Теперь следует вернуться к борьбе генерала Краснова, упомянутой в аннотации к моей книге. Это была борьба с внешними врагами – в войне с Японией. Более же постоянной велась борьба за Российскую Империю, борьба с теми интеллигентами, которых Александр Блок в знаменитой речи за 1918 г. называл рубящими сук, на котором они сидели, устраивающими пожар, а когда подготовленная ими революция наступила, забегавшими с криками: горим, горим!

Краснов заранее понимал, что революционная интеллигенция спалит всю Россию, и последовательно защищал Самодержавие, видя в этой обороне суть своей профессии военнослужащего и журналиста.
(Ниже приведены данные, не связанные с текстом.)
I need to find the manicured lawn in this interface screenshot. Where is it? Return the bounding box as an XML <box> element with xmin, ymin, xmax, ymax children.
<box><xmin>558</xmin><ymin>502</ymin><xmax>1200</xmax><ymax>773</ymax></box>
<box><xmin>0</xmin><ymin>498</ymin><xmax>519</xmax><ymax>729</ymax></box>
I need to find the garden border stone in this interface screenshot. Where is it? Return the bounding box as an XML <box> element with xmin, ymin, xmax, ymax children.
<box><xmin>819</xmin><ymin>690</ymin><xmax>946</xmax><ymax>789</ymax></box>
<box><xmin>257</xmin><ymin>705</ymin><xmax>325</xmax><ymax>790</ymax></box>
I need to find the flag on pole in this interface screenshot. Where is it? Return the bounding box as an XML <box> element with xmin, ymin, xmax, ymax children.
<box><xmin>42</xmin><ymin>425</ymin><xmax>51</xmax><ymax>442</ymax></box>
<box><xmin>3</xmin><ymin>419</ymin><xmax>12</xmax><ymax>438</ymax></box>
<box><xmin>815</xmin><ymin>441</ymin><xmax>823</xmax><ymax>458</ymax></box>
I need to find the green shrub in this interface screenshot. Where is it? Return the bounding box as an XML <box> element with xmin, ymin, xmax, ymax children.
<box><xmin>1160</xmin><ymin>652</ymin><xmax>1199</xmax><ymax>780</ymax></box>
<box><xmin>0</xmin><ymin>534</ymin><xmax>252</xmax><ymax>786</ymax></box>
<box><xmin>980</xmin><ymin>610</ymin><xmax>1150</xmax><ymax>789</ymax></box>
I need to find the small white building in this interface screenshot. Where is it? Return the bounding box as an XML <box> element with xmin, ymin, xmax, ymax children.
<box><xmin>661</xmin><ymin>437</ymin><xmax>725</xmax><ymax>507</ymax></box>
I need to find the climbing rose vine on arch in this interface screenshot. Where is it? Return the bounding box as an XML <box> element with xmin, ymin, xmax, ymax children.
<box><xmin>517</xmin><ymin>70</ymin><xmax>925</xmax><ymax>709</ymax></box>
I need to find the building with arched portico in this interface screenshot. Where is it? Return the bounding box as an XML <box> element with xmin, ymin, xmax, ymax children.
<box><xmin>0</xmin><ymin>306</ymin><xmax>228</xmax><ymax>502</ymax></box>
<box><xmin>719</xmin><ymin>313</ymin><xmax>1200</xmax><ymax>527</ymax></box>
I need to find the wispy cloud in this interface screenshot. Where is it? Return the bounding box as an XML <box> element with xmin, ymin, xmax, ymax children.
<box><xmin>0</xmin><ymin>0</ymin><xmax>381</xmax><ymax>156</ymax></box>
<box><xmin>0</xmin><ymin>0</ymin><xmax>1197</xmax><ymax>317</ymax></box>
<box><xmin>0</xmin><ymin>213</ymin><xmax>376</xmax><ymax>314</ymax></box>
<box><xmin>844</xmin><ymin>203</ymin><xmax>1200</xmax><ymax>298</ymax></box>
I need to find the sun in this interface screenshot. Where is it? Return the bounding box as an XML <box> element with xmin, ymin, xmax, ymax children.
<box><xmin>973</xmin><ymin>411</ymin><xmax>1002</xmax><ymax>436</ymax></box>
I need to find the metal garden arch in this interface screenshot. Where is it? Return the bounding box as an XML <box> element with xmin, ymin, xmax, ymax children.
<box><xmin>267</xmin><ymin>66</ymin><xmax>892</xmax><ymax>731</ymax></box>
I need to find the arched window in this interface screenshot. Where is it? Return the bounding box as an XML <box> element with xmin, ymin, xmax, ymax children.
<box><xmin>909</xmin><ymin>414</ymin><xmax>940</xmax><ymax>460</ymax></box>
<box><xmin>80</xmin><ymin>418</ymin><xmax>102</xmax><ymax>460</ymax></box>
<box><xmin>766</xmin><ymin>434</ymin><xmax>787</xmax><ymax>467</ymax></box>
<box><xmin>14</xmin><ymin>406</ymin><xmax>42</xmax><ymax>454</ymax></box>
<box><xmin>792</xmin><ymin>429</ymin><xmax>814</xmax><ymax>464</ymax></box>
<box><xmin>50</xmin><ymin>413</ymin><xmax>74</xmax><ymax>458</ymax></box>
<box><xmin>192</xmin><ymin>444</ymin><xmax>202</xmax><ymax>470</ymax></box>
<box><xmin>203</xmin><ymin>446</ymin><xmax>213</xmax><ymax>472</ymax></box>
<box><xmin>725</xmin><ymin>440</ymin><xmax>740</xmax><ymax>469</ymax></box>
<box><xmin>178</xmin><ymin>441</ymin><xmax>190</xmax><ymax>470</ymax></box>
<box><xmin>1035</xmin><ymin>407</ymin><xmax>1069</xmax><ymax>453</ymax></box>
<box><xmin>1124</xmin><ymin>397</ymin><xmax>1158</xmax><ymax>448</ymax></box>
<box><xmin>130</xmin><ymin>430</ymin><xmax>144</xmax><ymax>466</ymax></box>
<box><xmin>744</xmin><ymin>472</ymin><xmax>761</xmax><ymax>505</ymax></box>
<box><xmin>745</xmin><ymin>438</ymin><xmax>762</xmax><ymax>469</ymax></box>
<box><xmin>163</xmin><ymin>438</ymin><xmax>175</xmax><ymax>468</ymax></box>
Необходимо снова коснуться уровня сознательности политических убеждений Краснова, поскольку Александр Блок, сознававшийся, что поджигал Империю вместе со всей интеллигенцией, вместе с тем признавался буквально: «я политически безграмотен» [А.А. Блок. Сочинения. Л: Художественная литература, 1982, Т.4, с.228, 238]. 

Критика Самодержавной Монархии, по большей части, велась совершенно безграмотно. Требования уничтожить Самодержавие носили деструктивный характер, как показал опыт Временного правительства и СССР, демократические и социалистические модели оказались провальными. Достойной альтернативы Самодержавию не существовало.

Либералы, преклоняющиеся перед Западом, требовали установления в России конституционного строя, беря за образец парламентскую монархию. Они не принимали во внимание, что в то же самое время Царствования Императора Николай II, в середине 1890-х «детская смертность в непревзойдённом индустриальном Бирмингеме составляла почти сто на тысячу родившихся. Более 12 миллионов англичан (из общего населения в 45 миллионов человек) жили на грани хронического голода» [А.И. Уткин «Неизвестный Черчилль» М.: Алгоритм, 2011, с.20].

Т.е., объяснение революции в России тяжкой жизнью рабочих и крестьян есть результат политических подтасовок и двойных стандартов. В Англии рабочие жили ничуть не лучше, крестьяне в Англии угнетались арендодателями земли, вовсе не владея ею, в отличие от того, как получили землю крестьяне в России через выкупные платежи. Государственная мощь Британии основывалась на эксплуатации колоний, по масштабам и жестокости, ничем не отличавшейся от нацистской оккупации.